Hou Linliang, Diário do Povo
No Instituto Avançado de Estudos Confucionistas da Universidade de Shandong, pesquisadores do projeto de Integração de Livros Antigos Chineses catalogam meticulosamente textos antigos. Em seu nono ano, esta ambiciosa iniciativa persegue uma missão singular: repatriar os tesouros culturais da China, restaurando digitalmente documentos históricos dispersos pelo mundo.
Lançado em abril de 2017, o projeto estabeleceu parcerias com mais de 110 universidades e instituições de pesquisa chinesas.

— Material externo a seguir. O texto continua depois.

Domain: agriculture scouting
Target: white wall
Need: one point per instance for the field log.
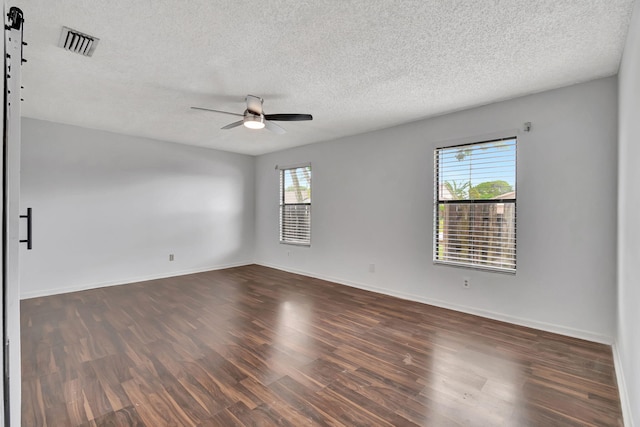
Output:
(628, 338)
(109, 208)
(373, 203)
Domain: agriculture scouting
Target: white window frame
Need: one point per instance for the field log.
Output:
(439, 200)
(284, 239)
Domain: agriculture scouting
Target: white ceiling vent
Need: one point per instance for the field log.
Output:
(77, 42)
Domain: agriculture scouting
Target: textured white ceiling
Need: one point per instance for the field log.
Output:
(356, 66)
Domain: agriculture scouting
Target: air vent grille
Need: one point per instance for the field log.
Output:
(77, 42)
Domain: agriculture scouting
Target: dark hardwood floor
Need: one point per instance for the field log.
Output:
(253, 346)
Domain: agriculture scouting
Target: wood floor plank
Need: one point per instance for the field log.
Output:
(253, 346)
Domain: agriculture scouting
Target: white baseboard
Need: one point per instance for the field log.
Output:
(86, 286)
(627, 416)
(548, 327)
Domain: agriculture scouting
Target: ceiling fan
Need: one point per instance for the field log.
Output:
(254, 118)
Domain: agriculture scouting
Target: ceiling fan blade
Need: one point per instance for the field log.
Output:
(288, 117)
(217, 111)
(274, 127)
(254, 104)
(232, 125)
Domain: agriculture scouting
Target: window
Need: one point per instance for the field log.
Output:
(295, 205)
(475, 205)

As equipes realizaram levantamentos em mais de 100 países, visitando mais de 2.000 coleções e bibliotecas. Até o momento, criaram ou atualizaram quase 199.000 entradas de catálogo e recuperaram digitalmente 1.073 textos raros que estavam desaparecidos das coleções chinesas.
"Esses artefatos mantidos no exterior exigem preservação urgente", disse Liu Xinming, o principal especialista do projeto. "Nosso banco de dados com inteligência artificial os 'repatria' digitalmente". O sistema apresenta uma análise inteligente de mais de 370.000 imagens de textos clássicos, ao mesmo tempo que fornece aos pesquisadores ferramentas padronizadas de catalogação e verificação.

Membros do projeto de integração de livros antigos chineses catalogam coleções de livros antigos chineses preservadas na Universidade de Macau.
Essa restauração cultural representa uma faceta do compromisso mais amplo da Universidade de Shandong em transformar o patrimônio tradicional em conhecimento vivo. No sítio arqueológico de Qianzhongzitang, em Gaomi, a arqueologia se desenvolve por meio de dois canais: escavações em andamento e treinamento de estudantes. Desde que estabeleceu sua base de campo em Gaomi, em 2023, a universidade fez descobertas significativas, incluindo a confirmação recente de que o cânhamo era cultivado como um dos "cinco grãos" (milho-miúdo, arroz, trigo, feijão e cânhamo) durante o período da Cultura Longshan, de há 4.000 anos atrás.
O aprendizado prático une o rigor acadêmico ao engajamento público. Os alunos colhem trigo com réplicas de antigas foices de concha, praticam técnicas de flotação de sementes e dominam ferramentas como as pás de Luoyang sob a orientação de especialistas. "As camadas do solo raramente revelam segredos imediatamente", observou o professor Wu Hao, que reside o ano todo no sítio arqueológico de Jiaojia, um local fundamental para o estudo da civilização chinesa antiga.
"Você desenvolve sensibilidade através da raspagem persistente". Wu agora identifica estruturas funerárias pelo feedback acústico da pá — um farfalhar nítido versus batidas surdas — uma habilidade aprimorada ao longo de anos de trabalho de campo.
Esses programas práticos complementam currículos inovadores que incluem fotografia arqueológica e organização de documentos com auxílio de inteligência artificial. Alinhada a iniciativas culturais nacionais, a Universidade de Shandong forma a próxima geração de especialistas em patrimônio. "Estamos criando plataformas para capacitar os jovens na construção do futuro cultural da China", afirmou Li Zhongjun, secretário do Partido da Universidade de Shandong.